Elle fait valoir que :

- la requête est insuffisamment motivée ;

- la décision attaquée ne fait pas grief et n'est donc pas susceptible de recours ;

- l'association de défense des eaux et des zones agricoles et naturelles de l'Aiguille et d'Herbemols n'a pas intérêt pour agir ;

- le moyen soulevé par la requérante n'est pas fondé.

Par un mémoire en défense, enregistré le 23 décembre 2022, le ministre de la transition écologique et de la cohésion des territoires conclut, à titre principal, au rejet de la requête comme irrecevable et, à titre subsidiaire, à son rejet au fond.

Il fait valoir que :

- la requête est insuffisamment motivée ;

- le moyen soulevé par la requérante n'est pas fondé.

Par ordonnance du 1er février 2023, la clôture d'instruction a été fixée au 16 février 2023.

La demande d'aide juridictionnelle présentée par l'association de défense des eaux et des zones agricoles et naturelles de l'Aiguille et d'Herbemols a été rejetée par décision du 17 mars 2022.

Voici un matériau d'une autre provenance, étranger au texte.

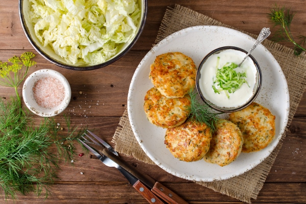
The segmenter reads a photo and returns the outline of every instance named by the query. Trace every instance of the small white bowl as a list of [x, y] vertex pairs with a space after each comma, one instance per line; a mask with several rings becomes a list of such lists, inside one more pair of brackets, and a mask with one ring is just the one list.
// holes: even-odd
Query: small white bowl
[[[62, 82], [65, 88], [64, 99], [59, 105], [52, 108], [39, 106], [34, 98], [33, 91], [33, 87], [38, 80], [48, 76], [57, 79]], [[33, 73], [26, 80], [22, 88], [22, 97], [27, 107], [36, 115], [43, 117], [54, 116], [63, 112], [68, 106], [71, 97], [71, 90], [67, 79], [60, 72], [52, 69], [40, 69]]]

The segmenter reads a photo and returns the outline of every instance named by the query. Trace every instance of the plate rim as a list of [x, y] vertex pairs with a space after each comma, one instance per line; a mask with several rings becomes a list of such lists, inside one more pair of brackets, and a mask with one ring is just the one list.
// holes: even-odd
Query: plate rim
[[[133, 78], [131, 80], [131, 84], [130, 84], [130, 87], [129, 89], [129, 93], [128, 93], [128, 116], [129, 116], [130, 125], [131, 126], [132, 131], [133, 132], [134, 137], [135, 137], [138, 144], [141, 146], [142, 150], [145, 152], [145, 153], [147, 155], [147, 156], [148, 156], [155, 163], [155, 164], [156, 164], [157, 165], [158, 165], [158, 166], [159, 166], [160, 167], [161, 167], [162, 169], [164, 169], [167, 172], [168, 172], [172, 175], [174, 175], [175, 176], [176, 176], [177, 177], [181, 177], [181, 178], [187, 179], [187, 180], [190, 180], [190, 181], [197, 181], [197, 182], [212, 182], [212, 181], [221, 181], [221, 180], [228, 179], [231, 177], [235, 177], [235, 176], [241, 175], [243, 173], [244, 173], [249, 171], [250, 170], [253, 169], [253, 168], [254, 168], [255, 167], [258, 166], [259, 164], [261, 163], [263, 161], [264, 161], [266, 159], [267, 159], [270, 155], [271, 155], [271, 154], [272, 153], [272, 152], [275, 149], [276, 147], [278, 145], [278, 143], [279, 143], [280, 141], [282, 139], [282, 138], [283, 138], [282, 136], [284, 134], [284, 133], [285, 133], [285, 131], [286, 130], [286, 129], [287, 127], [287, 125], [288, 124], [288, 119], [289, 119], [289, 111], [290, 111], [290, 95], [289, 95], [289, 93], [288, 83], [287, 82], [287, 80], [286, 79], [286, 76], [285, 76], [285, 74], [284, 74], [284, 72], [283, 71], [283, 70], [282, 69], [282, 67], [279, 65], [278, 62], [275, 59], [275, 58], [274, 57], [273, 55], [272, 55], [272, 54], [267, 49], [267, 48], [265, 46], [264, 46], [264, 45], [263, 45], [262, 44], [261, 44], [259, 45], [259, 46], [260, 46], [263, 47], [265, 52], [267, 52], [267, 54], [268, 54], [268, 55], [270, 55], [270, 57], [271, 57], [272, 59], [273, 59], [274, 60], [274, 61], [275, 61], [274, 63], [275, 63], [275, 65], [276, 67], [278, 66], [278, 67], [276, 67], [276, 68], [277, 68], [277, 69], [279, 69], [280, 71], [279, 71], [280, 76], [282, 76], [284, 79], [284, 80], [282, 81], [282, 83], [284, 83], [284, 88], [285, 88], [284, 90], [285, 90], [285, 92], [286, 92], [285, 95], [286, 96], [286, 100], [287, 100], [286, 107], [286, 110], [285, 110], [286, 113], [284, 115], [285, 121], [283, 123], [284, 124], [284, 125], [280, 130], [280, 134], [278, 135], [278, 137], [277, 138], [277, 143], [276, 143], [275, 145], [274, 146], [273, 146], [272, 149], [271, 150], [269, 151], [269, 154], [267, 154], [267, 155], [265, 156], [265, 157], [261, 158], [260, 160], [259, 160], [257, 162], [255, 162], [255, 163], [252, 164], [251, 166], [250, 166], [250, 167], [246, 168], [246, 169], [243, 169], [243, 170], [240, 171], [238, 172], [237, 173], [231, 174], [231, 175], [228, 175], [228, 174], [225, 174], [221, 176], [216, 176], [216, 177], [214, 177], [213, 178], [207, 178], [207, 179], [206, 179], [206, 179], [201, 179], [201, 178], [198, 178], [196, 177], [196, 178], [193, 177], [192, 179], [190, 179], [190, 176], [188, 176], [187, 175], [184, 176], [184, 175], [182, 175], [181, 174], [179, 174], [179, 173], [175, 172], [175, 171], [174, 171], [172, 169], [170, 169], [168, 167], [164, 166], [162, 165], [162, 164], [161, 164], [158, 162], [157, 159], [156, 158], [155, 158], [155, 157], [154, 156], [150, 155], [150, 154], [148, 154], [147, 151], [145, 149], [145, 148], [143, 146], [143, 145], [142, 144], [142, 141], [140, 139], [139, 136], [138, 136], [137, 135], [137, 131], [136, 130], [135, 130], [135, 128], [134, 128], [134, 124], [133, 124], [133, 118], [132, 118], [132, 117], [131, 117], [132, 112], [131, 112], [131, 95], [132, 94], [132, 91], [131, 90], [133, 89], [133, 87], [134, 87], [133, 85], [134, 85], [134, 83], [135, 83], [135, 79], [136, 79], [137, 73], [139, 72], [140, 69], [141, 68], [141, 65], [146, 60], [146, 59], [149, 57], [149, 56], [150, 55], [151, 53], [154, 53], [155, 51], [156, 51], [156, 49], [157, 48], [158, 48], [158, 47], [160, 46], [160, 45], [164, 44], [165, 41], [171, 40], [171, 39], [173, 38], [174, 38], [175, 37], [175, 36], [180, 35], [180, 34], [181, 33], [186, 33], [186, 32], [187, 32], [188, 31], [196, 30], [196, 29], [197, 29], [197, 30], [199, 30], [201, 29], [205, 29], [206, 28], [213, 28], [213, 29], [215, 28], [216, 30], [217, 29], [224, 29], [225, 30], [231, 30], [231, 32], [237, 32], [237, 33], [239, 33], [240, 34], [242, 34], [242, 35], [245, 36], [245, 37], [251, 38], [251, 39], [254, 40], [254, 42], [255, 42], [255, 41], [256, 40], [253, 38], [252, 38], [251, 36], [250, 36], [249, 35], [248, 35], [246, 33], [243, 33], [240, 31], [238, 31], [238, 30], [237, 30], [235, 29], [231, 29], [230, 28], [224, 27], [222, 27], [222, 26], [194, 26], [194, 27], [188, 27], [188, 28], [182, 29], [181, 30], [178, 31], [177, 31], [175, 33], [173, 33], [173, 34], [167, 36], [166, 37], [164, 38], [163, 40], [161, 40], [158, 43], [156, 44], [153, 47], [152, 47], [152, 48], [149, 52], [148, 52], [148, 53], [143, 58], [142, 60], [139, 63], [139, 64], [137, 66], [137, 67], [136, 69], [135, 70], [135, 72], [133, 74]], [[149, 80], [149, 79], [148, 79], [148, 80]], [[276, 139], [276, 138], [275, 138], [274, 139]]]

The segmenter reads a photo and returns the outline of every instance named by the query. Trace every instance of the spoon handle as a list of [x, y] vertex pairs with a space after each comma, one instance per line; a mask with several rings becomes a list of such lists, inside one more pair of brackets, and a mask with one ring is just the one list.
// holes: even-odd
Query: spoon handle
[[261, 43], [261, 42], [263, 41], [265, 39], [267, 38], [270, 33], [271, 32], [270, 31], [270, 28], [264, 28], [262, 29], [262, 31], [260, 32], [260, 33], [259, 34], [259, 35], [257, 38], [257, 40], [256, 40], [256, 42], [255, 42], [255, 43], [254, 44], [251, 49], [250, 49], [246, 56], [244, 57], [244, 58], [243, 58], [242, 62], [241, 62], [240, 64], [239, 64], [238, 66], [240, 66], [240, 65], [241, 65], [241, 64], [242, 64], [242, 63], [244, 61], [244, 60], [245, 60], [246, 58], [247, 58], [247, 57], [251, 54], [251, 53], [254, 50], [254, 49], [255, 49], [255, 48], [257, 47], [257, 45], [258, 45]]

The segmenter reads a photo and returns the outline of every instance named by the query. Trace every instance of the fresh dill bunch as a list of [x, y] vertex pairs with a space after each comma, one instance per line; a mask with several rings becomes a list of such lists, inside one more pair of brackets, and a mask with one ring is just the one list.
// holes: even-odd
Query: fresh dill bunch
[[272, 37], [272, 40], [275, 42], [291, 42], [293, 43], [294, 54], [298, 56], [303, 52], [305, 51], [305, 44], [306, 36], [299, 35], [298, 38], [299, 41], [296, 42], [292, 36], [290, 31], [290, 26], [292, 19], [295, 13], [290, 12], [290, 9], [282, 8], [275, 5], [274, 7], [270, 9], [271, 13], [268, 14], [268, 17], [274, 23], [274, 27], [279, 26], [280, 28]]
[[19, 115], [19, 108], [15, 98], [8, 103], [0, 99], [0, 187], [6, 199], [16, 199], [17, 192], [37, 196], [44, 192], [46, 198], [60, 169], [59, 162], [73, 159], [73, 141], [86, 129], [71, 127], [67, 117], [65, 131], [53, 118], [34, 125], [29, 115]]
[[218, 116], [219, 113], [215, 113], [207, 105], [200, 103], [196, 99], [197, 93], [196, 91], [191, 89], [188, 93], [190, 96], [190, 106], [187, 109], [189, 112], [188, 119], [206, 123], [212, 133], [214, 133], [220, 120]]
[[[21, 54], [20, 57], [14, 56], [8, 59], [9, 63], [0, 61], [0, 85], [13, 87], [19, 106], [21, 106], [21, 100], [17, 88], [24, 80], [29, 69], [35, 65], [36, 62], [32, 60], [35, 57], [33, 53], [27, 52]], [[20, 114], [21, 114], [20, 109]]]
[[[65, 131], [54, 118], [45, 118], [35, 125], [31, 116], [22, 110], [17, 87], [36, 64], [31, 60], [34, 56], [27, 52], [9, 59], [9, 64], [0, 61], [0, 85], [14, 87], [16, 94], [7, 103], [0, 98], [0, 188], [6, 199], [16, 199], [18, 192], [31, 192], [37, 196], [44, 192], [47, 198], [49, 185], [60, 169], [59, 162], [72, 160], [73, 142], [87, 130], [71, 127], [66, 117]], [[56, 147], [55, 152], [53, 146]]]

II. Par une requête, enregistrée au greffe de la cour administrative d'appel de Bordeaux, sous le n° 22BX00251 puis au greffe de la cour administrative d'appel de Toulouse sous le n° 22TL20251 le 23 janvier 2022, et des mémoires enregistrés les 3 novembre 2022, 15 mars 2023 et 11 avril 2023, l'association de défense des eaux et des zones agricoles et naturelles de l'Aiguille et d'Herbemols, représentée par Me Le Borgne, demande à la cour dans le dernier état de ses écritures :

1°) d'annuler le jugement n° 1902487 du 23 novembre 2021 du tribunal administratif de Toulouse ;

2°) d'annuler la décision implicite du préfet du Lot du 13 janvier 2019 en tant qu'elle refuse de mettre en demeure la communauté de communes du Grand-Figeac de déposer un dossier de demande d'autorisation environnementale tenant notamment lieu de dérogation à l'interdiction de destruction d'habitats, d'individus et de perturbation d'espèces protégées ;

3°) d'enjoindre au préfet du Lot de mettre en demeure la communauté de communes du Grand Figeac de déposer un dossier de demande d'autorisation environnementale dans un délai d'un mois à compter de la notification de l'arrêt à intervenir ;

4°) de mettre à la charge solidaire de l'Etat et de la communauté de communes du Grand Figeac une somme de 1 500 euros en application de l'article L. 761-1 du code de justice administrative.

Elle soutient que :

- sa requête est suffisamment motivée ;

- l'acte contesté a un caractère décisoire et est susceptible de contestation ;

- le projet aurait dû faire l'objet d'une autorisation environnementale en application des dispositions combinées de l'alinéa 4 de l'article L. 181-1 du code de l'environnement et de l'alinéa 2 du II de l'article L. 122-1-1 du même code dès lors qu'il était soumis à évaluation environnementale, quand bien même il ne dépassait pas le seuil des 20 hectares pour la rubrique 2.1.5.0 ;

- en refusant de déposer une demande d'examen au cas par cas et en choisissant délibérément de se soumettre à évaluation environnementale, la communauté de communes du Grand Figeac s'est obligée à respecter l'ensemble des textes régissant les procédures liées à l'évaluation environnementale ;

- une dérogation " espèces et habitats protégés " aurait dû être intégrée à l'autorisation environnementale que la communauté de communes du Grand Figeac aurait dû solliciter ;

- en tout état de cause, quelle que soit la réponse à la question de savoir si une autorisation environnementale supplétive était requise pour le projet, la communauté de communes du Grand Figeac aurait dû demander une dérogation " espèces et habitats protégés " en raison de la destruction d'habitat d'espèces protégées.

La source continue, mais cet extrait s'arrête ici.